Translate. I think you get better results doing direct-to-english rather than transcribing to Japanese and then translating with some other method. It is like using Latent upscaling in Stable Diffusion getting way better results than upscaling from an otherwise final image.

repetition_penalty of 1.1 or 1.2 or even 1.3 can really crack down on hallucination. Basically, it helps signal to the model that if it is selecting the same solution to subsequent chunks, it is doing something wrong and needs to rethink what is offering.
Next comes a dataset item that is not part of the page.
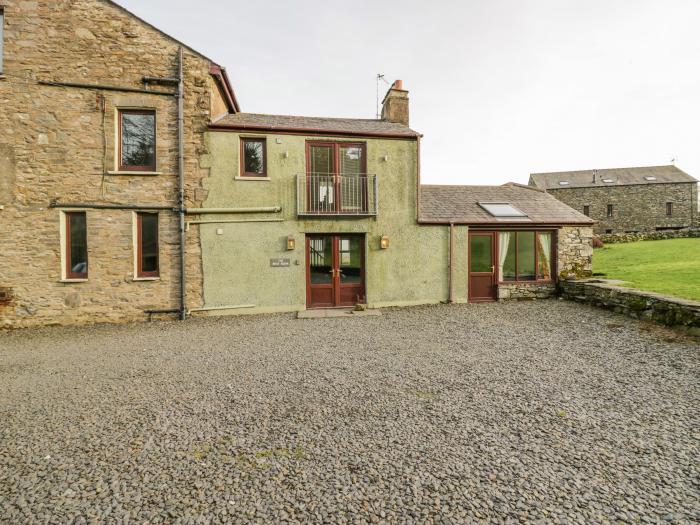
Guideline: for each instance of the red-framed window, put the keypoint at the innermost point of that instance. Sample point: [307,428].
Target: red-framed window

Hopefully that means just having silence, but with 2hr movies it is hard to get good settings that are good for the entire film at the same time.
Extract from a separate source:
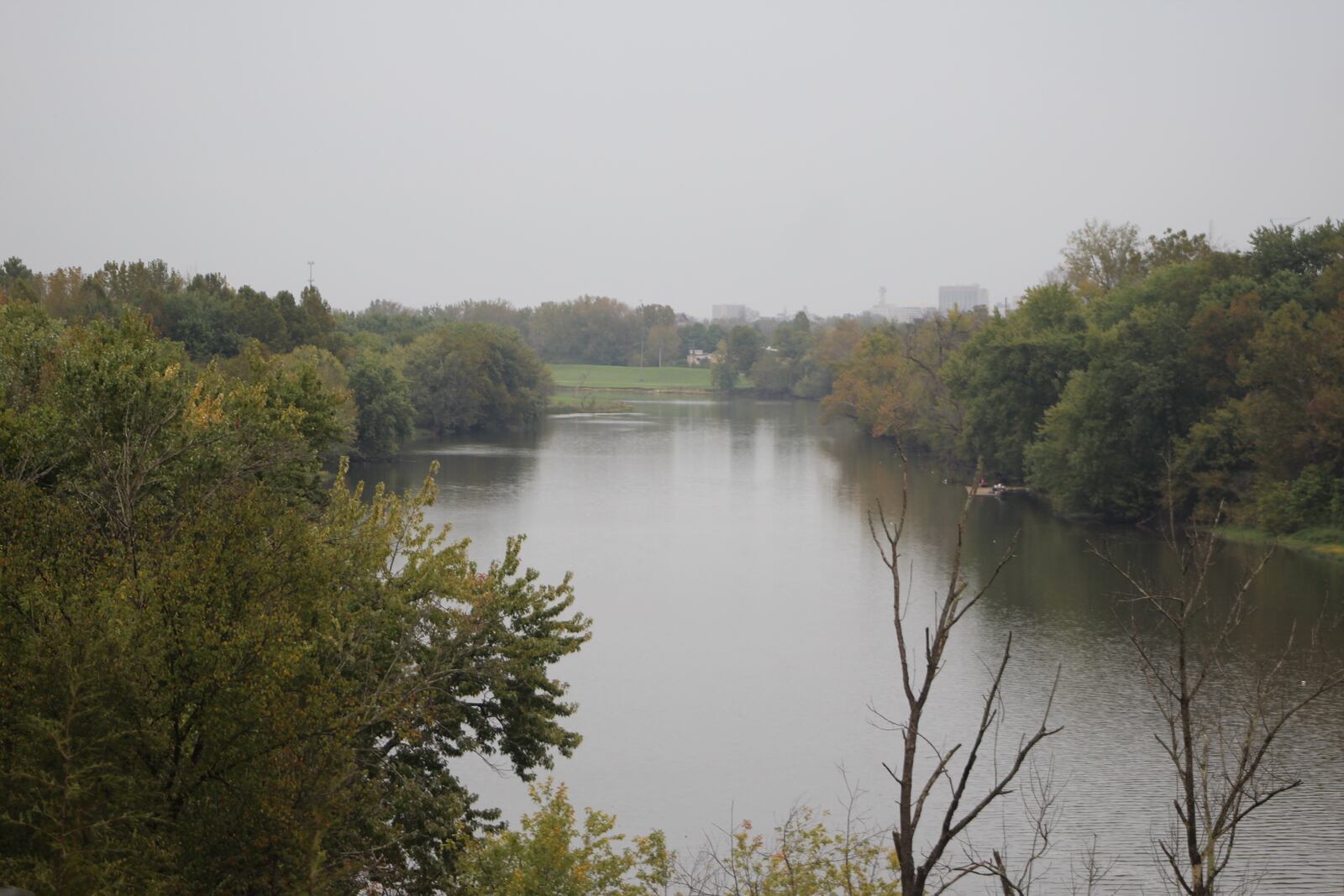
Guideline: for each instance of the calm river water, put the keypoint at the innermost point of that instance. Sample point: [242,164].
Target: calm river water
[743,633]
There's still problems with it repeating the same three-line chunks in a row 2x or 3x, but I have not found good settings that suppress that.

I think condition_on_previous settings True is really important, but that biases the results in a way that can lead to hallucination, which makes the repetition_penalty extra important when using conditioning.
 
  • Like
Reactions: mei2
Are condition_on_previous and repetition_penalty vad things? I don't see them listed as an option on whisper itself.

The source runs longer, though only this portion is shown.